Tools - mconlon17/vivo-etl GitHub Wiki

We use the following tools. Other tools could be used. We are demonstrating a basic pattern for creating consistent RDF from multiple sources to multiple targets.

csv2json.py

A utility, csv2json.py is provided in this repository to convert CSV and TSV files to JSON.

When data comes in the form of TSV or CSV, use the utility csv2json.py to convert it to JSON. For example, the command line below converts a file called enterprise.tsv and produces a file enterprise.json, ready for further processing.

python3 csv2json.py <enterprise.tsv >enterprise.json

wget

Use the command line tool wget to create a JSON file from an API.

JSON2RDF

Use JSON2RDF to convert any JSON file a raw RDF file. JSON2RDF uses the semantics of the JSON file to create predicates for the triples it uses to create RDF.

riot

Use riot, the Apache Jena command line "RDF input output tool" to convert the output of JSON2RDF to a TURTLE representation appropriate for robot (see below). By default, JSON2RDF produces N-triples with blank node IRI for entities. robot is not yet able to read such files.
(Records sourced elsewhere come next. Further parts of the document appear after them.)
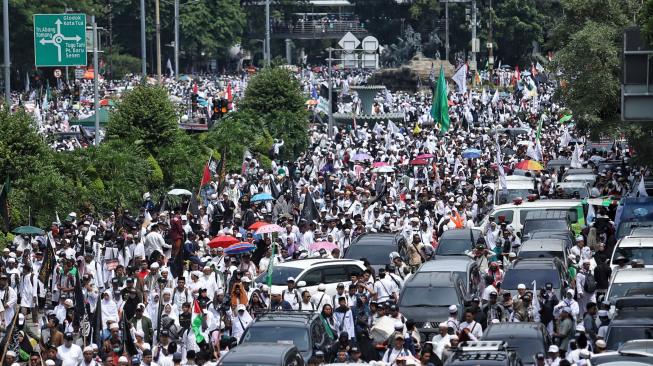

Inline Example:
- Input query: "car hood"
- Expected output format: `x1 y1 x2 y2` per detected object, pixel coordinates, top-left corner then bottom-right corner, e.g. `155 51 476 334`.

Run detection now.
400 306 449 323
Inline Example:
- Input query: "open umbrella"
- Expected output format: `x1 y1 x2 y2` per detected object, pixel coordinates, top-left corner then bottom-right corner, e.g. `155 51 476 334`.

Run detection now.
351 153 372 161
515 160 544 170
256 224 283 234
209 235 240 248
247 221 270 230
12 226 45 235
309 241 338 252
224 242 256 255
372 161 390 168
250 193 274 202
410 159 429 165
372 166 395 173
168 188 193 196
463 149 481 159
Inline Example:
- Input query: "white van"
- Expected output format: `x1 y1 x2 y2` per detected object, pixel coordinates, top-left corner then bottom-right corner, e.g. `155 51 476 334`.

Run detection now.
494 175 537 205
479 200 585 233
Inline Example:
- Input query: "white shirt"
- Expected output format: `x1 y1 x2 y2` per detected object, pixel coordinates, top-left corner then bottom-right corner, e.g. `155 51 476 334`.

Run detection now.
57 344 84 366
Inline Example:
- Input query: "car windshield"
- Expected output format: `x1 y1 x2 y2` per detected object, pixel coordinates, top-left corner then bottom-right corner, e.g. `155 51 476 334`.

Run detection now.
606 326 653 351
519 250 563 259
256 266 302 286
496 189 535 205
242 325 309 352
608 282 653 300
612 247 653 265
345 244 395 264
483 334 546 362
522 220 569 235
399 287 460 308
501 269 561 290
435 237 472 255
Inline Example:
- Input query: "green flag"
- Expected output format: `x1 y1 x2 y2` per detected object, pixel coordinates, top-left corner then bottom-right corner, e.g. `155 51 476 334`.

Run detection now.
431 67 449 132
267 244 276 288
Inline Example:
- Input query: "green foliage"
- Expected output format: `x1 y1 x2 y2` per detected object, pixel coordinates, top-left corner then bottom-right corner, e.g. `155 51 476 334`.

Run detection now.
551 0 653 164
107 52 141 79
492 0 549 65
107 85 178 149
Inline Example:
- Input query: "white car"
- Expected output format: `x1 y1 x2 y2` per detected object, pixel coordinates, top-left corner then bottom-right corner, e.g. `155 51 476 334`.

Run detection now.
605 268 653 301
255 259 365 296
610 235 653 271
476 200 582 233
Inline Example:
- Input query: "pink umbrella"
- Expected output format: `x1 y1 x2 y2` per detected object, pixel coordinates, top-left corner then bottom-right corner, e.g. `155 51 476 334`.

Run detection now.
310 241 338 252
256 224 283 234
Converting the triples format to an anonymous TTL format allows robot to assign blank node identifiers and proceed with processing.

robot

Use robot to convert the raw RDF produced by JSON2RDF and riot to VIVO RDF for the ontologies of choice by using an appropriate SPARQL CONSTRUCT query. Examples are provided.

tdbloader

Use tdbloader for loading triples to a triple store. It's super fast. And for MacOS, and Linux, there's also tdbloader2 that's even faster.